AI Innovations Description
The recommendation that can be developed into an innovation to improve access to maternal health based on the study “National health insurance, social influence and antenatal care use in Ghana” is to leverage traditional/cultural leaders as “gate-keepers” in the dissemination of maternal health care information. These leaders can play a crucial role in spreading awareness about the importance of antenatal care and encouraging women to utilize these services. Additionally, public health officials can explore the possibility of disseminating information relating to maternal care services via the mass media to reach a wider audience. This can help educate women about the benefits of antenatal care and address any misconceptions or barriers they may have. By combining traditional and modern communication channels, it is possible to improve access to maternal health services and promote better maternal and child health outcomes in Ghana.
AI Innovations Methodology
To simulate the impact of the main recommendations on improving access to maternal health, the following methodology can be used:

1. Identify a sample population: Select a representative sample of women of reproductive age from different regions in Ghana.

2. Baseline assessment: Collect data on the current utilization of antenatal care services among the selected sample population. This can include information on the number of antenatal visits, health insurance coverage, socio-economic factors, distance to healthcare facilities, and other relevant variables.

3. Introduce the recommendations: Implement the recommendations of leveraging traditional/cultural leaders as “gate-keepers” and disseminating maternal health care information via mass media. This can involve training traditional leaders on the importance of antenatal care and encouraging them to spread awareness in their communities. Additionally, develop and broadcast mass media campaigns that provide information on the benefits of antenatal care.

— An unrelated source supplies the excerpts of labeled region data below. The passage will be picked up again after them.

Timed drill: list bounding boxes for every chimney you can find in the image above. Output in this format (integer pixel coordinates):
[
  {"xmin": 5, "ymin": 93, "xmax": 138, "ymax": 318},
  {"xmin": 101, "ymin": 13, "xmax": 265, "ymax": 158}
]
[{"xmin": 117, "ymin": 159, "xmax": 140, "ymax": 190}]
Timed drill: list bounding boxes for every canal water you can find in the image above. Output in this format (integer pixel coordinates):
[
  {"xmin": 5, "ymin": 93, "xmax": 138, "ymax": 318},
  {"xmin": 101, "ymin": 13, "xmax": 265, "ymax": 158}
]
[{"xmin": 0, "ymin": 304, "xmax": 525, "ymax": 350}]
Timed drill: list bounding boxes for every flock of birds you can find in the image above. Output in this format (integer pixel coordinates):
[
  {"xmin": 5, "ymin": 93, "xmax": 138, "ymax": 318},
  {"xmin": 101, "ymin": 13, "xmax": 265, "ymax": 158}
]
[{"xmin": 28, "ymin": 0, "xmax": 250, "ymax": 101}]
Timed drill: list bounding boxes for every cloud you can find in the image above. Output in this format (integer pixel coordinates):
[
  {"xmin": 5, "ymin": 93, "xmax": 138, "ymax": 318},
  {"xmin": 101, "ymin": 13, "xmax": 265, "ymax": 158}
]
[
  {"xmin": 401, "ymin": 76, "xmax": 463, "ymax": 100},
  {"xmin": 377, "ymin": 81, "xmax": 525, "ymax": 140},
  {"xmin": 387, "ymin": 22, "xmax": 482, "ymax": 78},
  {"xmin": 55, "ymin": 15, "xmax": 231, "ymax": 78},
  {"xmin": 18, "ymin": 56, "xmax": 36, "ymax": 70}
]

4. Post-intervention assessment: After a specified period of time, collect data on the utilization of antenatal care services among the sample population. Compare this data to the baseline assessment to measure any changes in access to maternal health.

5. Analyze the data: Use statistical analysis techniques to compare the pre- and post-intervention data. This can include conducting regression analysis to determine the impact of the recommendations on antenatal care utilization, controlling for other factors such as socio-economic status and distance to healthcare facilities.

6. Interpret the findings: Evaluate the results of the analysis to determine the effectiveness of the recommendations in improving access to maternal health. Assess whether there is a significant increase in antenatal care utilization and if the recommendations have a greater impact compared to other factors.

7. Draw conclusions and make recommendations: Based on the findings, draw conclusions about the effectiveness of leveraging traditional/cultural leaders and mass media campaigns in improving access to maternal health. Provide recommendations for scaling up these interventions or modifying them based on the results.

By following this methodology, researchers can simulate the impact of the recommendations on improving access to maternal health and provide evidence-based insights for policymakers and public health officials in Ghana.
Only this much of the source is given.